M. aluna do 4º ano: “Eu gostei muito da Consciência Negra, eu até queria que continuasse, todo dia, todo ano, toda hora e sempre, porque sempre  a gente precisa respeitar as pessoas negras, e não importa como, aprendi várias coisas novas.  Eu já conheço bastante porque minha mãe tem um livro dos Orixás que ela lê à noite e eu ouço, e eu amei as danças, foi o que eu mais gostei. “

G. aluno negro do 5º ano: “Foi importante porque as pessoas refletiram que a consicência negra não é só para tratar os negros como gente, mas tem que ajudar, tem que melhorar, tem que acabar o racismo, tem que tirar essa mentalidade dessas pessoas que negro é diferente só por causa da cor de pele. Eu gostei de muita coisa, gostei da aula do Curió que mostrou que até ele é negro de pele clara. Tem pessoas brancas que ajudam e respeitam os negros, mas tem pessoas brancas que odeiam muito os negros, só por causa da cor de pele. Gostei de tudo que teve na semana, tudo estava incrível!”

R. aluno negro do 4º ano: “ Eu não conhecia muito, e depois que tivemos a semana da consciência negra, aprendi mais sobre as pessoas negras.”

G. aluno do 2º ano: “ Eu gostei da dança, e gostei de assistir o vídeo da Mc Sofia, não conhecia ela, aprendi que não pode ser racista”.

J. aluna negra do 5º ano: “Eu gostei bastante, eu não sabia que a princesa Isabel tinha feito a abolição para continuar com as terras dela. Eu adorei a oficina do Curió, e eu gostei da oficina que a gente fez como se fosse um teatro sobre o período da escravidão.”

E. aluna do 2º ano: “Gostei bastante de aprender sobre os Orixás, sobre nossa história, sobre os lugares que essas histórias passaram. “

M. aluno do 5º ano: “ Eu entendo a semana da consciência negra, mas por um lado é triste, porque só respeitam os negros nesses momentos, depois já acontecem as coisas que acontecem no mundo todos os dias.
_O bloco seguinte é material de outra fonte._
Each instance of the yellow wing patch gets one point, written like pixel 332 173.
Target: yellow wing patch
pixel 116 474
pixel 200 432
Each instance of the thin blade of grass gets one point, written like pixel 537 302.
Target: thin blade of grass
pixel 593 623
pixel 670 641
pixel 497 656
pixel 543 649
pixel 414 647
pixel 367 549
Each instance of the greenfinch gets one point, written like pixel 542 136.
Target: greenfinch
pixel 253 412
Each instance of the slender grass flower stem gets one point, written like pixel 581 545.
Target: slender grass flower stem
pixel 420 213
Acho que é muito útil porque faz a gente refletir sobre, e cada vez, a gente vai fazendo menos. Eu gostei muito da oficina em que a gente virou ator, eu fiquei triste porque descobri que nesses barcos dos navios negreiros, morriam muitas pessoas e eram jogadas no mar, o que fez mudar até as rotas dos tubarões, essa oficina do teatro foi uma das que eu mais gostei. Eu acho que as pessoas tem que se esforçar para acabar com isso, e as pessoas terem os mesmo direitos.”

L aluno negro do 2º ano: “Eu gostei muito da semana da Consciência Negra porque foi para os negros, e para o antibullyng e antirracismo, foi bem legal. É bem chato que os negros já foram escravizados e hoje ninguém tem respeito aos negros, então por isso que eu gostei. Foi a primeira vez que eu ouvi falar sobre essas coisas, e acho que precisa ter mais, porque é bem legal fazer isso pro antirracismo. “

A, aluna do 5º ano: “Eu acho que foi muito importante, já vi alguns amigos negros sofrendo racismo desde muito pequena, mas a gente não sabia que era isso, e quando a gente cresce a gente vê o quanto isso é ruim para a pessoa, o quanto ela se sente mal, e ela só tem a cor de pele diferente. As pessoas que fazem racismo fazem para se sentir melhor do que as outras pessoas, só por ser branca, um motivo nada a ver, porque isso não muda nada. Na minha escola antiga, tinha uma visão bem diferente, desde pequena lá eu falava lápis cor de pele, e depois aqui na escola, que a gente foi falando mais sobre isso, eu percebo que eu falava esse tipo de coisa na frente da minha melhor amiga que é negra e ela devia se sentir mal com isso. Agora que eu mudei para o Viver, eu acho muito legal essas aulas porque a gente pode conversar sobre isso, e acho bem importante, ainda mais para as crianças não crescerem como as outras, e terem preconceitos. Acho importante as crianças conversarem sobre isso para não crescerem sendo preconceituosas.”

M. aluno negro de 3º ano: “Adorei muito, as atividades foram muito legais, eu já conhecia sobre isso, mas só sei que eu gostei bastante.”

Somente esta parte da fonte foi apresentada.